In much the same way as the music played at the Warehouse in Chicago was referred to as ‘Warehouse music’ and then house, the mixture of soul, disco and rock that Levan span at the club became known informally as ‘Garage music’. With the arrival of house in the ’80s and Levan’s position as one of the leading New York house DJs, this evolved simply into garage or garage house (these days you’ll sometimes hear it called New York garage, US garage or similar names to differentiate it from the UK genre).
As the sound crossed the Atlantic, hits like Rosie Gaines’s Closer Than Close (1995) inspired UK producers to imitate the American sound. Garage quickly evolved to suit British tastes: US tracks were pitched up to make them faster; the kleptomaniac sampling style of jungle and hardcore production took hold; MCs began to rap over the top of DJs’ selections. The UK sound matured around 1996 and 1997, when some producers moved toward a bass-heavy four-to-the-floor style known as speed garage – think Double 99’s RipGroove, or Armand van Helden’s remix of the Sneaker Pimps’ Spin Spin Sugar – while others headed in the direction of more delicate, vocal-driven sounds inspired by US tracks like Roy Davis Jr’s Gabriel, the Kelly G remix of Tina Moore’s Never Gonna Let You Go or the classic Todd Edwards remixes of St Germain’s Alabama Blues.
The first key tracks in the UK scene put a European twist on the production styles and techniques of American producers – heavily swung and syncopated house-inspired rhythms, deep bass grooves, soulful vocals and instrumentation – but presented them at a faster tempo, around 130-140bpm, with the addition of distinctly British style of rap vocal, derived from the rave and pirate radio jungle MC tradition.

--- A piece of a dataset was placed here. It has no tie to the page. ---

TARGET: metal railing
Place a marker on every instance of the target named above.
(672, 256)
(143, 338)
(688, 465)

Scott Garcia’s It’s A London Thing (1997) tried to stake a claim for ownership of garage, but within a few years the sound was a national phenomenon. In summer ’99, Shanks & Bigfoot’s Sweet Like Chocolate scored the first UK number one for the scene, paving the way for huge crossover hits for acts like DJ Luck & MC Neat, MJ Cole and Artful Dodger (launching the career of Craig David with it). The syncopated ‘2-step’ style took over from ‘4×4’ (four-to-the-floor) as the dominant trend.
For a brief, glorious moment, UK garage ruled the pirate stations and the pop charts simultaneously, but it couldn’t last. In a moment of tabloid moral panic, So Solid Crew’s December 2001 UK tour was cancelled by promoters following a shooting at a gig. With the emergence of the harder-edged, MC-driven sound that would shortly morph into grime, garage earned a (largely undeserved) reputation for violence, and the genre’s commercial moment in the sun ended around 2003.
For the best part of the next decade, garage’s most tangible impact came in the form of its influence on other genres: notably grime, dubstep, niche/bassline and UK funky. Moments of interest bubbled up as DJs and producers like Jamie XX and Disclosure worked garage elements into their sound, with the term ‘future garage’ being coined around 2009 to describe newer twists on the genre. Garage has never quite repeated the popularity it enjoyed around the turn of the millennium, but, if anything, its stock has risen over the last few years, with a new wave of producers like Conducta and Flava D exploring everything from retro throwback sounds to exciting hybrids with other production styles.